The first is to learn a couple hundred of the most "basic" German words, including the differences between der, die, and das, that is the various gender forms of "the"; and related grammar such as noun endings and verb conjugations. These will be your connecting words. This will get you to the level of "A1" on the Common European Framework of Reference for Languages (CEFRL).

Your second task to is acquire a specialized vocabulary in Mathematik, probably several hundred words. Many bilingual texts or math dictionaries will do the job. This task will be easier than the first one because there will be many "cognates" in German of French and English words that you already know.

When you are done, you will be an "idiot savant" in the German language; a "B2" in your specialized field (upper intermediate with modest expertise), and an "A1" (rank beginner) outside it on the CERFL scale.


Since the other answers have already addressed the main aspects, I will only add a specific advice.

Be aware that for many mathematical concepts, German has two words:

kontinuierlich = stetig

Limes = Grenzwert

Variable = Veränderliche

Funktion = Abbildung

Konkatenation = Verknüpfung

Sequenz = Folge

disjunkt = elementfremd

perfekt = vollkommen (field theory)

One coming from Latin, the other with a German root.
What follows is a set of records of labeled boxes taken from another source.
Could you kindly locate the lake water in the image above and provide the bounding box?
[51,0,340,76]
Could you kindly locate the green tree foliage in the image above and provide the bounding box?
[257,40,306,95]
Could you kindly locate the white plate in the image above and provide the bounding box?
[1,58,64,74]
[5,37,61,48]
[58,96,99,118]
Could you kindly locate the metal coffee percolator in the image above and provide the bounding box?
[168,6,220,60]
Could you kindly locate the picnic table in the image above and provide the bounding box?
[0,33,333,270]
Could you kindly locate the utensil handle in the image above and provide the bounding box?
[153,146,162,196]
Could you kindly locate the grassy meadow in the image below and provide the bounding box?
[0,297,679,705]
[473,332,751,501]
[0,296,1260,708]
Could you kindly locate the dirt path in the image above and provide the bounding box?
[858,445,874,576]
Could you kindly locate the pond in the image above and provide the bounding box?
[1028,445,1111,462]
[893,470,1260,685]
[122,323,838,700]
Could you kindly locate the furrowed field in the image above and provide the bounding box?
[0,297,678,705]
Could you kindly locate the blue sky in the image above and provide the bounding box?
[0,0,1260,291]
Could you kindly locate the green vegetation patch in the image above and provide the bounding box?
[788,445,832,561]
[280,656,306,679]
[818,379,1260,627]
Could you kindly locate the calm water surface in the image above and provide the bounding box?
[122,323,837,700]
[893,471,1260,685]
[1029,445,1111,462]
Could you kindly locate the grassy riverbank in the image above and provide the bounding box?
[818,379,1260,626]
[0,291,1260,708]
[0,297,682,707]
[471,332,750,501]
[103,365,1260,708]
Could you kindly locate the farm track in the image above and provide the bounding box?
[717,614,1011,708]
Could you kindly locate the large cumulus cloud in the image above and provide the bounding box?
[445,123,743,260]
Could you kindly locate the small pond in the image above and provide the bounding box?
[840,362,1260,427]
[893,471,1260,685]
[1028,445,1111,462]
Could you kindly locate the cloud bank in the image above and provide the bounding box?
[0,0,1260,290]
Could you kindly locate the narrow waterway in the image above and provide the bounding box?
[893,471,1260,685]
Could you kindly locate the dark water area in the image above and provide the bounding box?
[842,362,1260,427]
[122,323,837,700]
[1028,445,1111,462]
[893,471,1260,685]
Sometimes this equivalence extends to non-mathematical language, sometimes it doesn't. The Latin version most of the time coincides with the English terminology. Which version is more standard is arbitrary. For example, Variable is more common than Veränderliche, but Folge is more common than Sequenz.

In older works, like those you intend to read, chances are higher you will encounter the non-standard version of the term. This should however, make it only more interesting.